Eni apre due conti in euro e rubli, Engie tratta

La questione riguarda direttamente l’Italia e l’Eni che importa nel nostro Paese la maggior parte del gas proveniente da Mosca. A partire dal 20 maggio andranno in scadenza i primi contratti e si dovrà dunque provvedere ai pagamenti per evitare che la Russia chiuda i rubinetti, lasciandoci a secco. 

Nel pomeriggio del 17 maggio, Eni ha annunciato di aver avviato “in via cautelativa le procedure relative all’apertura presso GazpromBank dei due conti correnti denominati K, uno in euro ed uno in rubli“.

“La decisione, condivisa con le istituzioni italiane – sottolinea la società guidata da Claudio Descalzi – è stata presa nel rispetto del quadro sanzionatorio internazionale e nel contesto di un confronto in corso con Gazprom Export”. 

Eni precisa inoltre che ogni eventuale costo o rischio connesso alla diversa modalità esecutiva dei pagamenti rispetto a quanto previsto dai contratti sarà a carico di Gazprom Export. Inoltre, l’esecuzione dei pagamenti con queste modalità “non riscontra al momento nessun provvedimento normativo europeo che preveda divieti che incidano in maniera diretta sulla possibilità di eseguire le suddette operazioni”. Eni “ha già chiarito che l’adempimento degli obblighi contrattuali si intende completato con il trasferimento in euro, e rinnoverà il chiarimento con l’apertura dei conti K.
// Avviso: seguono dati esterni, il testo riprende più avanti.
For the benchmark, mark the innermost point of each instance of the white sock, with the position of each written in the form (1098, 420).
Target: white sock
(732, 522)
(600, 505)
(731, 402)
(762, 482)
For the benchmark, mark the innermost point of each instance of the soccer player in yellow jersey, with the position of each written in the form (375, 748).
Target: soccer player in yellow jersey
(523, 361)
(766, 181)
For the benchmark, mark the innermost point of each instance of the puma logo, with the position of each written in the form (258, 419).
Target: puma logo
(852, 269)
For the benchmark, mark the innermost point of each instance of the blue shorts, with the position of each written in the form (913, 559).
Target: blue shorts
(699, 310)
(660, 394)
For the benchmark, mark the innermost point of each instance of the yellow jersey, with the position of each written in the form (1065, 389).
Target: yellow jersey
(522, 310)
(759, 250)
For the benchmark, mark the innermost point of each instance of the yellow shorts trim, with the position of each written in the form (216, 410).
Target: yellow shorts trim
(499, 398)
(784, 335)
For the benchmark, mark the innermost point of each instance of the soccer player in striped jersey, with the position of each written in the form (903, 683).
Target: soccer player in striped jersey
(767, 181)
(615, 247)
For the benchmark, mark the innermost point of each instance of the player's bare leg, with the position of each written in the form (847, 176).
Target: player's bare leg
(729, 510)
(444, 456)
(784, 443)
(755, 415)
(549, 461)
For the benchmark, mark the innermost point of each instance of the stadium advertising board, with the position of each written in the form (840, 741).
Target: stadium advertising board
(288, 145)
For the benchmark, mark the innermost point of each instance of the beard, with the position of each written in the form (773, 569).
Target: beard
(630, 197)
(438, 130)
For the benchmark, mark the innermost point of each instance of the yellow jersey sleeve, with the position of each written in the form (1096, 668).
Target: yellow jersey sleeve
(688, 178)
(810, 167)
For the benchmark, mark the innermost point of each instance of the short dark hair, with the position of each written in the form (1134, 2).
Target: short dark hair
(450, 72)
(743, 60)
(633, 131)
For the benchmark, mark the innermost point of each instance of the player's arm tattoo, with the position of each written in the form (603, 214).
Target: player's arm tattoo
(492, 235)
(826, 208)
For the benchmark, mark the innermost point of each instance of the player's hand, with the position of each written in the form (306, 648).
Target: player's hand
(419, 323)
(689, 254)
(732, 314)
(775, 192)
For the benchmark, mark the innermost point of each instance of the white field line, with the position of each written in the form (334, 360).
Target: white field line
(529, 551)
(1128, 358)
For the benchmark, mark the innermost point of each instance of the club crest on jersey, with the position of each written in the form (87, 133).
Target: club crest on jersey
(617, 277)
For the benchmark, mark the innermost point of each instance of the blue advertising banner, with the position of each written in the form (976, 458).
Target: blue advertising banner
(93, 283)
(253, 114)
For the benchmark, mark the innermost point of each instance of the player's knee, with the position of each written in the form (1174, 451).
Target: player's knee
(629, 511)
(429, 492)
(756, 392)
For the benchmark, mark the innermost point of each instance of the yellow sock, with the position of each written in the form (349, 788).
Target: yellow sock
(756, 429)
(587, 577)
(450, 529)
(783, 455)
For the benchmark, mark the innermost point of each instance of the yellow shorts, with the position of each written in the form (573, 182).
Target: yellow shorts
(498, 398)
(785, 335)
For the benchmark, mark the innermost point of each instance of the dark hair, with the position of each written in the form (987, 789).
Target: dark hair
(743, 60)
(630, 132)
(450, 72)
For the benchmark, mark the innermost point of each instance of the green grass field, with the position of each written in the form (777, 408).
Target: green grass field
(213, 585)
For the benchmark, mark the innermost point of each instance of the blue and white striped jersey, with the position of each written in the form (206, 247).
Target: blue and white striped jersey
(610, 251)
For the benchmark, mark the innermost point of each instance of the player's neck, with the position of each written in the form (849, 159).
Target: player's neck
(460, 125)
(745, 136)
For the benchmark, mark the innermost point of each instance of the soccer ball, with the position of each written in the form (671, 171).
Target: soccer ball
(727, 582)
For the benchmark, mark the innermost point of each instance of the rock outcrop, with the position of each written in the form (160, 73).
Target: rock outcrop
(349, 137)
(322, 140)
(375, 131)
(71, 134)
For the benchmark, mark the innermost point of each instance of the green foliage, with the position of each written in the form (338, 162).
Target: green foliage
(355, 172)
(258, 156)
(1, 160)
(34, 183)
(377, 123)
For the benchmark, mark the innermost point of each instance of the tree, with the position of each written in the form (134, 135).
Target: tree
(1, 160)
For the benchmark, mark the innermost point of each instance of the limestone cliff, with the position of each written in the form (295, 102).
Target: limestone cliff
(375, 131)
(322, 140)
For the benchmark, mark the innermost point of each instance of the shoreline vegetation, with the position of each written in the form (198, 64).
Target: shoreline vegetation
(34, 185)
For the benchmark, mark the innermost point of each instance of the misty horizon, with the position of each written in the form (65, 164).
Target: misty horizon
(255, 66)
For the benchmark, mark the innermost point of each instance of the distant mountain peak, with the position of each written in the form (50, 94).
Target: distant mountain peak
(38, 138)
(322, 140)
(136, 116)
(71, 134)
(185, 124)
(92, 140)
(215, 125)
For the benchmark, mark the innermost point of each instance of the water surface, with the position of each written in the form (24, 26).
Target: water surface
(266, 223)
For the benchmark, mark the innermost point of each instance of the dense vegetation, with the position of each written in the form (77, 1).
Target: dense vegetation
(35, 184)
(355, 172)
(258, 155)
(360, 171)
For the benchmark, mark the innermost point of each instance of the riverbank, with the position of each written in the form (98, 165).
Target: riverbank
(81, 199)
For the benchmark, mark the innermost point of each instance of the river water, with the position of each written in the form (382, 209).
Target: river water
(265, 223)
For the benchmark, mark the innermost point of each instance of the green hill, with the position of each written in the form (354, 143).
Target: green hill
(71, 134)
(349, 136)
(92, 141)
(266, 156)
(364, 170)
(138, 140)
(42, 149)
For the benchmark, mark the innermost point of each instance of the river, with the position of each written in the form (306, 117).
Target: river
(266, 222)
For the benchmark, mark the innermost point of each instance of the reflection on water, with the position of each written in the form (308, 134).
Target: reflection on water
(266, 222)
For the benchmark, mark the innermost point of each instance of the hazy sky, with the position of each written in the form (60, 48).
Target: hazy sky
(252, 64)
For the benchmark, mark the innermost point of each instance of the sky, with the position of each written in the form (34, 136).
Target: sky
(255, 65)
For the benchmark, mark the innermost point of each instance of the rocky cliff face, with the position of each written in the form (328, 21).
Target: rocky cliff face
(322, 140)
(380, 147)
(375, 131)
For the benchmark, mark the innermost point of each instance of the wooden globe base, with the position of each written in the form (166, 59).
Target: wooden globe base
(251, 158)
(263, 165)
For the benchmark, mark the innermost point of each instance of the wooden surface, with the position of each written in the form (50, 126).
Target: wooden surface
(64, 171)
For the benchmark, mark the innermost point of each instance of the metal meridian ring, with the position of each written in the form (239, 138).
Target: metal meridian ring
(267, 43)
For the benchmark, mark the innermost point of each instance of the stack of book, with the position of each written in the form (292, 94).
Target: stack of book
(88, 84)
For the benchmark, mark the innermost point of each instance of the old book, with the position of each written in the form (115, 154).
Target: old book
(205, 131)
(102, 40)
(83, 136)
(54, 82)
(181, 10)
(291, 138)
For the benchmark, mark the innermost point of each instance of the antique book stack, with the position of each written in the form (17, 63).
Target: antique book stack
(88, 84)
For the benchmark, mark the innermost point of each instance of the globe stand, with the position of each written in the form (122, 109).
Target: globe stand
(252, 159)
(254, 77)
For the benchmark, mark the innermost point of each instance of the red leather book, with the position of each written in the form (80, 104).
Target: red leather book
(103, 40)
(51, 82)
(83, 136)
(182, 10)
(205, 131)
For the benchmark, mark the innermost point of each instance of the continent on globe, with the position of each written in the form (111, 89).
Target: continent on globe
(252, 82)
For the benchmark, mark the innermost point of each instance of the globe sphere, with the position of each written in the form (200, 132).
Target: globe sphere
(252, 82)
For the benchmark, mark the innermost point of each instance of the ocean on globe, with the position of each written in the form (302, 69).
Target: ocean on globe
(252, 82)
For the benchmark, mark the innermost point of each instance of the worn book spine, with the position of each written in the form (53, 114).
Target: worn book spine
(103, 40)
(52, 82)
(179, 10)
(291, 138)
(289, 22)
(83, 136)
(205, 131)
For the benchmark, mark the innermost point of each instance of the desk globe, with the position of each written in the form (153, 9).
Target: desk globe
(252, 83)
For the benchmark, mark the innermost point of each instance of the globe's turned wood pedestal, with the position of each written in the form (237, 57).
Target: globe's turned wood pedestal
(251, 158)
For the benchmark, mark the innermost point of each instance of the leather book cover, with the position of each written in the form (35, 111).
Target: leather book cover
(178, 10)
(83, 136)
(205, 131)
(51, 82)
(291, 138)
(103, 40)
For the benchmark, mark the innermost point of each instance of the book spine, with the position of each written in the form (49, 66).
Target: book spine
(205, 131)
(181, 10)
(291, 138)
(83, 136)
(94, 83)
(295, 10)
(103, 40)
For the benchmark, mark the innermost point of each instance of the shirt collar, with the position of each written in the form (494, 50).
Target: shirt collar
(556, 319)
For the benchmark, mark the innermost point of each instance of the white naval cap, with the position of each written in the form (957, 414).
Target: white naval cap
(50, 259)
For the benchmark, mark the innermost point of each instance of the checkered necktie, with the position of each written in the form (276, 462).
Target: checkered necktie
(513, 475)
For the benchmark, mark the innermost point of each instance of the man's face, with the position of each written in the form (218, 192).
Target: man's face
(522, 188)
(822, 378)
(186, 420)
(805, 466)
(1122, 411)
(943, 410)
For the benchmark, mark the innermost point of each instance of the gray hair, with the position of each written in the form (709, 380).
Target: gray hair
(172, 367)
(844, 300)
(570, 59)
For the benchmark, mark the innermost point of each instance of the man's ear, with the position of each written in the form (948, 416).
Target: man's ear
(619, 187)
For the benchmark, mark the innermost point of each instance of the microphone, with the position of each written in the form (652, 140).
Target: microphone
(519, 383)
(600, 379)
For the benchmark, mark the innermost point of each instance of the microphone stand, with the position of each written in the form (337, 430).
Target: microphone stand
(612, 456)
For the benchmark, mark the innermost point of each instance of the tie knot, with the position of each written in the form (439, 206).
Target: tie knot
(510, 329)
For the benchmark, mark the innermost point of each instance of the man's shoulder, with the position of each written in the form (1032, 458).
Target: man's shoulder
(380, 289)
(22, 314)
Il gas, sottolinea ancora la società, continuerà ad essere pagato in euro “così come contrattualmente previsto. “Le attività operative di conversione della valuta da euro a rubli – prosegue – saranno svolte da un apposito clearing agent operativo presso la Borsa di Mosca entro 48 ore dall’accredito e senza coinvolgimento della Banca Centrale Russa”.

In Francia Engie, nella documentazione sulla trimestrale presentata martedì mattina 17 maggio, dichiara di essere “in trattative con Gazprom in merito alla richiesta russa di modificare lo schema di pagamento per la fornitura di gas russo”.

Petrolio, il No dell’Ungheria fa saltare l’embargo

“Sfortunatamente non siamo riusciti a raggiungere un accordo sull’embargo al petrolio russo”. Lo ha detto l’Alto rappresentante per la politica estera Ue Josep Borrell dopo l’ennesimo tentativo di mediazione con l’Ungheria, che dall’oro nero russo è totalmente dipendente e che ha più volte confermato il suo No all’embargo. Della questione si riparlerà a fine mese, ma le speranze che arrivi finalmente la tanto attesa fumata bianca sono ridotte all’osso. 

La Commissione, nel tentativo di superare le resistenze del primo ministro, Viktor Orban, nella bozza del provvedimento aveva proposto un regime “speciale” per Budapest, concedendole un’esenzione all’embargo fino al 2024. Ma non è bastato. “Se vuole far passare l’embargo – ha chiarito il ministro degli Esteri ungherese Péter Szijjártó – si deve esentare il greggio via oleodotto”.”L’intera Unione Europea è ostaggio purtroppo di un Paese che non ci aiuta a trovare il consenso”, ha dichiarato il collega lituano Gabrielius Landsbergis, tra i più attivi nel perorare la causa dell’embargo. Sulla stessa posizione anche il ministro degli Esteri italiano, Luigi Di Maio:  “L’Italia – ha detto – non pone veti al sesto pacchetto di sanzioni, che va approvato il prima possibile; è evidente che l’Ue deve imboccare un percorso di riforme per superare il principio dell’unanimità, che le vieta di prendere rapidamente alcune decisioni”.

(Ultimo aggiornamento: ore 17.13 di martedì 17 maggio).